Courage is part of the equation. There are asks most of us have been sitting on for months, sometimes years. The introduction we haven't requested. The referral we haven't asked for directly. The opportunity we've been circling without ever reaching for. Beaudine is clear that boldness isn't recklessness — it's the natural extension of the trust you've built. When you've been consistent, generous, and genuinely invested in your relationships, asking boldly isn't presumptuous. It's appropriate. You've earned the right to ask, and the people who know you best are often just waiting to be pointed in the right direction.
Discussion Questions
How clearly can you articulate what you're currently looking for in your business — not in general terms, but specifically enough that someone could act on it today? If you struggled to answer that, what does that tell you?
Do the people in your network actually know how to help you right now? Not in theory, but in practice — if your three closest professional relationships were asked what you need most, would they know the answer?

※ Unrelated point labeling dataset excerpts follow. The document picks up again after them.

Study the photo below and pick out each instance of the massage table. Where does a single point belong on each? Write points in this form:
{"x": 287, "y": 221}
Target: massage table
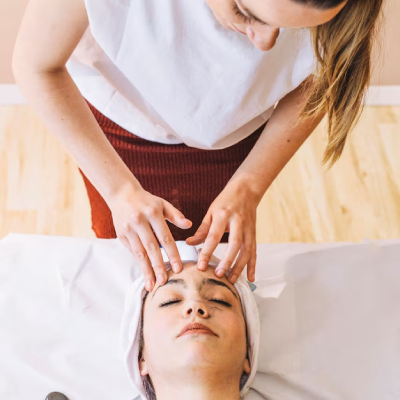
{"x": 330, "y": 319}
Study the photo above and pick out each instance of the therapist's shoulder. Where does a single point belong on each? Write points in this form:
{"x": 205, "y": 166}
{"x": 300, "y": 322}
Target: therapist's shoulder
{"x": 49, "y": 33}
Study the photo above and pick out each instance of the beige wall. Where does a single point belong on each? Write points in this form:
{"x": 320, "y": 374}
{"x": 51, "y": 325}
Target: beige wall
{"x": 387, "y": 73}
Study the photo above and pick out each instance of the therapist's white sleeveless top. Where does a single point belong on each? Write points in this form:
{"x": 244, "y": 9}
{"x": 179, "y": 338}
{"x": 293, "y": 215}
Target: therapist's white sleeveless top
{"x": 167, "y": 71}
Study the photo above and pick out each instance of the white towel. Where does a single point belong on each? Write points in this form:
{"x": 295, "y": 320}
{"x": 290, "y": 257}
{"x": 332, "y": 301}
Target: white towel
{"x": 130, "y": 328}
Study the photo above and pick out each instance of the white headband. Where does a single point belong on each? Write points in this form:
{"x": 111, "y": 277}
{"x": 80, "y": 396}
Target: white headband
{"x": 130, "y": 328}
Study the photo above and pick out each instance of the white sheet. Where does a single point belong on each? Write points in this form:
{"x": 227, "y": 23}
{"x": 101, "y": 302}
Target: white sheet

What is one bold ask you've been avoiding — an introduction, an opportunity, a conversation — and what's the real reason you haven't made it yet? Fear of rejection, fear of seeming pushy, or something else?
Look at how you typically present yourself in this room each week. Is your ask specific enough to generate a real referral, or are you describing your business in such broad strokes that it's hard for anyone to know exactly who to send your way?
If you committed to making one clear, specific ask to someone in your network this week, what would it be — and who would you ask?
Exercise: Write the Ask
Before the session ends, every member writes down one specific ask they will communicate to their network this week. The goal is to be precise enough that the person receiving it could take immediate action without needing to ask a single follow-up question.
The difference looks something like this: "I'm looking for referrals" becomes "I'm looking to be introduced to three HR directors at companies with 50 or more employees in Charlotte County." "I want to grow my client base" becomes "I'm trying to get in front of two or three residential real estate agents who work primarily in the Cape Coral market."
Once you've written your ask, share it with the group. Let everyone in the room hear it — because the person who can make that introduction might already be sitting next to you.
At the end of the week, follow up with yourself honestly. Did you communicate the ask? Did it produce a different response than your usual approach? What would you refine? Bring that back to the group, because the debrief is where the real learning happens.
Closing Reflection for the Series
Over these three weeks, The Power of Who has challenged us to stop chasing and start cultivating — to look at the relationships already around us with fresh eyes, to show up as people worth connecting, and to ask clearly and boldly for what we actually need.
The takeaway isn't a new networking strategy. It's a fundamentally different orientation toward the people in your life. When you lead with trust, invest without keeping score, and communicate with clarity and courage, you stop feeling like you're grinding for opportunities and start realizing they were closer than you thought all along.
The question was never really "who do you know?" It was always "how well do you know them — and do they know what you need?